In support of their argument, the authors cite evidence that changes in the gut microbiome or “dysbiosis” are linked to disorders such as type 2 diabetes, depression and cardiovascular disease and how respiratory infections alter the range of organisms present in the gut. They speculate that since elderly patients have a less diverse gut microbiome, this could account for why these patients are more susceptible to problems when infected with the virus.

Finally, the authors contend that improving gut microbiome diversity through the use of pre- and probiotics could enhance the immune system and thus an individual’s ability to fight infection with COVID-19.

Reference
Dhar D, Mohanty A. Gut microbiota and covid-19 – possible link and implications Virus Res 2020;285;198018.

No impact on hospital admissions in the elderly from a computerised decision-support tool

According to the results of a new randomised trial, using a comprehensive drug review decision support tool to reduce polypharmacy in elderly patients did not reduce subsequent hospital admissions or death.

This was a large trial including 3904 adults recruited from 359 practices in five European countries (including the UK) who were randomised to either the electronic decision support tool (intervention group) or usual care. The aim was to determine if the support tool could help facilitate deprescribing of potentially inappropriate and non-evidence-based drugs to elderly patients in an effort to improve patient outcomes over a 24-month period.

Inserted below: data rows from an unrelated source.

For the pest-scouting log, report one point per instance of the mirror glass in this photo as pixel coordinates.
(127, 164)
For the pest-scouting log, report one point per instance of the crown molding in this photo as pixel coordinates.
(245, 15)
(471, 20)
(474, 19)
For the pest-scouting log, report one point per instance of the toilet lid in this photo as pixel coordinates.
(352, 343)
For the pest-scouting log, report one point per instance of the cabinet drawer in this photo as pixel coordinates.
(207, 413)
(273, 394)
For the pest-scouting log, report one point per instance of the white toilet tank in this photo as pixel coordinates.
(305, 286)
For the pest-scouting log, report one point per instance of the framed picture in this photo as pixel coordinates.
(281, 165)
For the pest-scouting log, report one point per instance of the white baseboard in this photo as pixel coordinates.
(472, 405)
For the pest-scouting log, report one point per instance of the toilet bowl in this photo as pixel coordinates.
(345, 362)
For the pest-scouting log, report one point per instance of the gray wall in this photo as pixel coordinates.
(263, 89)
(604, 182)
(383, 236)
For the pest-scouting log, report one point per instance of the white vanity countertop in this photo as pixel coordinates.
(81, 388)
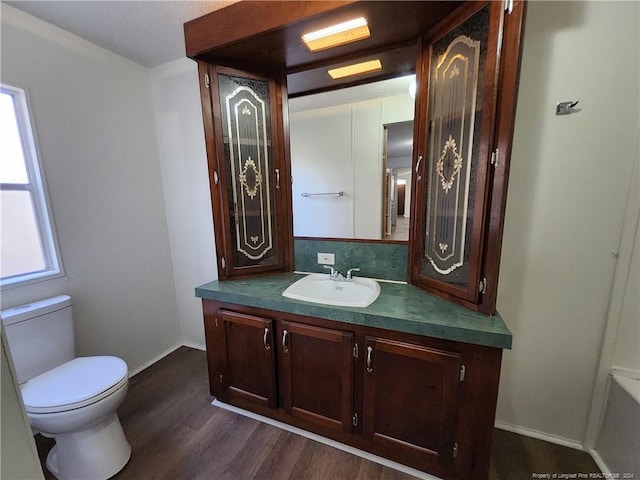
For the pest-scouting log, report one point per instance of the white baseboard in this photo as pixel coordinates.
(331, 443)
(157, 358)
(601, 465)
(547, 437)
(197, 346)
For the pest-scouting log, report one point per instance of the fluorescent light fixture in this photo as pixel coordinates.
(340, 34)
(356, 69)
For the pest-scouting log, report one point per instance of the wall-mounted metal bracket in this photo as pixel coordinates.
(565, 108)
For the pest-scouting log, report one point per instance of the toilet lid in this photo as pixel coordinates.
(75, 384)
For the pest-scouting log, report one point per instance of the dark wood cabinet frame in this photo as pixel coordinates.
(468, 395)
(267, 42)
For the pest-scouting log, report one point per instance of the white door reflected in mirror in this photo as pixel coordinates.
(357, 141)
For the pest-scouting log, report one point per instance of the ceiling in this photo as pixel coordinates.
(150, 33)
(147, 32)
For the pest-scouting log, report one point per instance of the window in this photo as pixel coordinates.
(28, 248)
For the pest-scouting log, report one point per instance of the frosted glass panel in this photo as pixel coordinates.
(455, 113)
(247, 144)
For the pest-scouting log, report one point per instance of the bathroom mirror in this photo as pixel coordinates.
(351, 152)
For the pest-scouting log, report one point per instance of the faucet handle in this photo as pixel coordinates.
(349, 276)
(333, 273)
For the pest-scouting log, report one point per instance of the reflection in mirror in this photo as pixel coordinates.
(351, 161)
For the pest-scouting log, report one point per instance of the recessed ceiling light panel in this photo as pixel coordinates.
(356, 69)
(340, 34)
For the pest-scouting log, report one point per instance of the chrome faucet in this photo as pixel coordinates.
(338, 276)
(335, 274)
(349, 276)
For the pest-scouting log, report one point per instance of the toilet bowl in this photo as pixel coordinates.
(72, 400)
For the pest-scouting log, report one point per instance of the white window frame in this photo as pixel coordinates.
(37, 187)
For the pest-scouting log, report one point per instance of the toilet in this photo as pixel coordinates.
(72, 400)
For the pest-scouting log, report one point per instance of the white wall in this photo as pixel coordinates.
(339, 148)
(94, 124)
(183, 162)
(322, 162)
(567, 191)
(18, 457)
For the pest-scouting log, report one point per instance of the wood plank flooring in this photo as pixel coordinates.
(177, 434)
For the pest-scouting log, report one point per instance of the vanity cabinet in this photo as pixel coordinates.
(316, 374)
(424, 402)
(399, 374)
(246, 368)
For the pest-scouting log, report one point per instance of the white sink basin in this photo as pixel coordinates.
(319, 288)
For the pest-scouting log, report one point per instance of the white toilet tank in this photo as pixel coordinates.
(40, 335)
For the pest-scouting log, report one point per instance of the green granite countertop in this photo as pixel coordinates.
(399, 307)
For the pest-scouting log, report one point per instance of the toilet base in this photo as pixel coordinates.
(96, 453)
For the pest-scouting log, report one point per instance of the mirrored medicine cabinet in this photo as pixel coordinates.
(274, 174)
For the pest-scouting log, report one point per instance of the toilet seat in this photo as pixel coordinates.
(74, 384)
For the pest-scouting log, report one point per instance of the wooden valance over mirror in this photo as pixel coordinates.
(317, 128)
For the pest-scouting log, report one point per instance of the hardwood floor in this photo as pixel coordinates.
(177, 434)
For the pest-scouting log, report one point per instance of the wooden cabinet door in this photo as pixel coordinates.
(317, 375)
(249, 170)
(248, 362)
(460, 170)
(410, 400)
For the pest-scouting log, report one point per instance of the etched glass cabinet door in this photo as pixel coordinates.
(453, 169)
(248, 172)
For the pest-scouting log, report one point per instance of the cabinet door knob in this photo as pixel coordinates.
(369, 352)
(267, 346)
(285, 335)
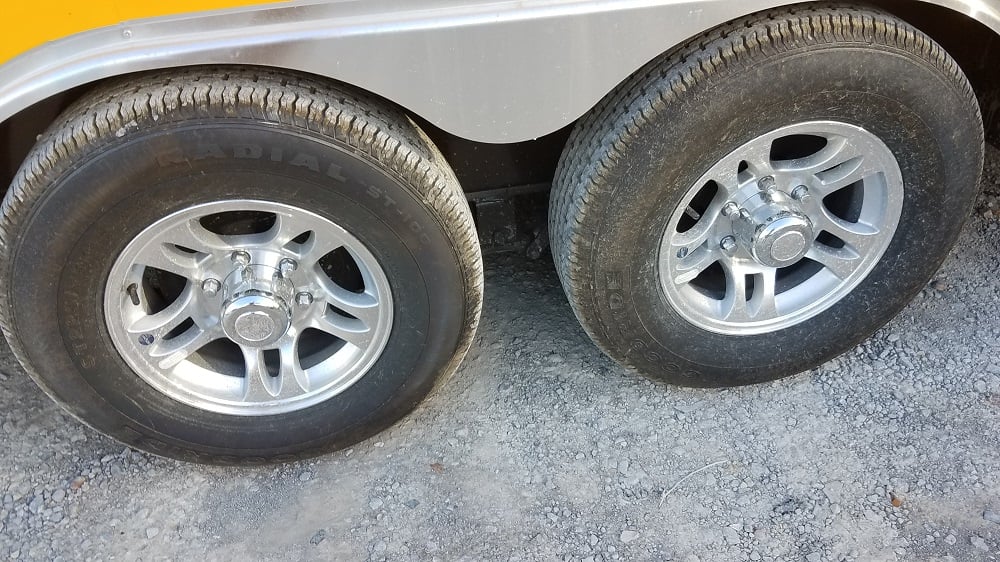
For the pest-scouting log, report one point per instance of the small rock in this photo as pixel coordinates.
(628, 536)
(731, 536)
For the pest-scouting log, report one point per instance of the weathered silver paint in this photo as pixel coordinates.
(495, 72)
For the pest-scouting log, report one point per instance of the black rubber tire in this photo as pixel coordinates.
(630, 160)
(137, 150)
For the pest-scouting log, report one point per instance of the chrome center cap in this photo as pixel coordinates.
(782, 241)
(773, 229)
(257, 310)
(256, 320)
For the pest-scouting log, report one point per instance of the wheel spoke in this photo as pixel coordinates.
(843, 175)
(192, 235)
(696, 236)
(758, 159)
(690, 267)
(363, 306)
(170, 258)
(293, 376)
(258, 384)
(159, 324)
(842, 262)
(175, 350)
(735, 307)
(762, 303)
(860, 237)
(351, 330)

The primary outcomes were a composite of unplanned hospital admission or death from any cause. The researchers looked at self-reported falls, adverse drug reactions (in terms of symptoms) and quality of life. After 24 months, 44.6% of patients in the intervention group had either an unplanned hospital admission or died compared to 48.4% in the control group and this difference was not significant. There were also no differences in any other measures apart from a reduction in the number of medicines prescribed to those randomised to the intervention group.

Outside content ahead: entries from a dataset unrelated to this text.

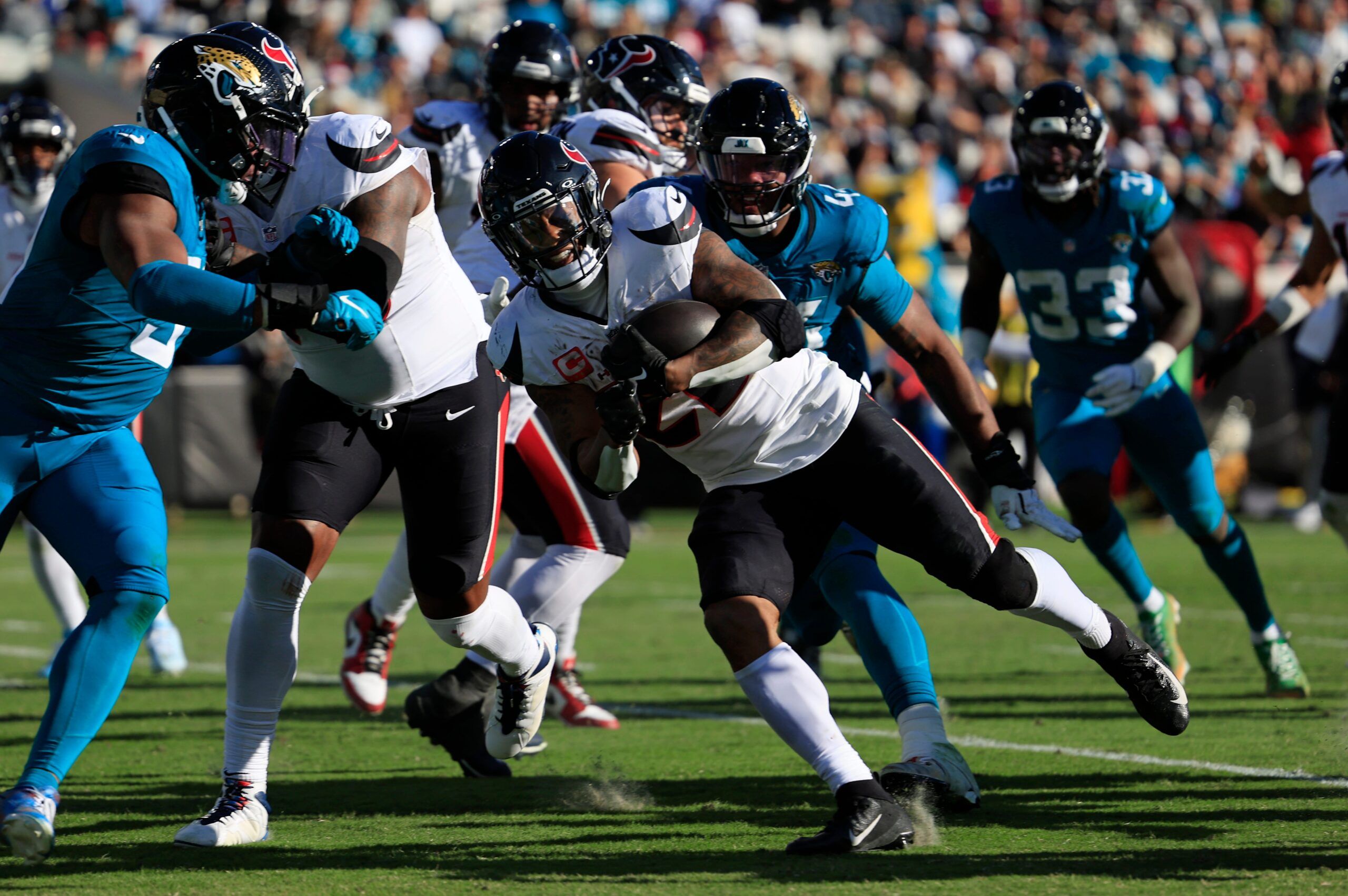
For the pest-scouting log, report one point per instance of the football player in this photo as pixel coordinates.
(568, 542)
(1077, 239)
(420, 398)
(826, 250)
(761, 421)
(1328, 194)
(111, 287)
(37, 139)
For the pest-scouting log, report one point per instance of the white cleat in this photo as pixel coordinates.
(27, 822)
(944, 774)
(239, 817)
(519, 705)
(165, 646)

The authors concluded that the decision support tool should still be implemented as it reduced prescribing without detriment to any of the patient outcomes.

Reference
Rieckert A et al. Use of an electronic decision support tool to reduce polypharmacy in elderly people with chornic diseases: cluster randomised controlled trial. BMJ 2020;369:m1822.

Use of allopurinol does not preserve kidney function in type 1 diabetics

The risk of diabetic kidney disease is increased by higher serum urate levels, so could reducing urate levels with allopurinol slow the decline in kidney function was the question posed in this recent randomised trial by a team from the Joslin Diabetes Centre, Boston, USA.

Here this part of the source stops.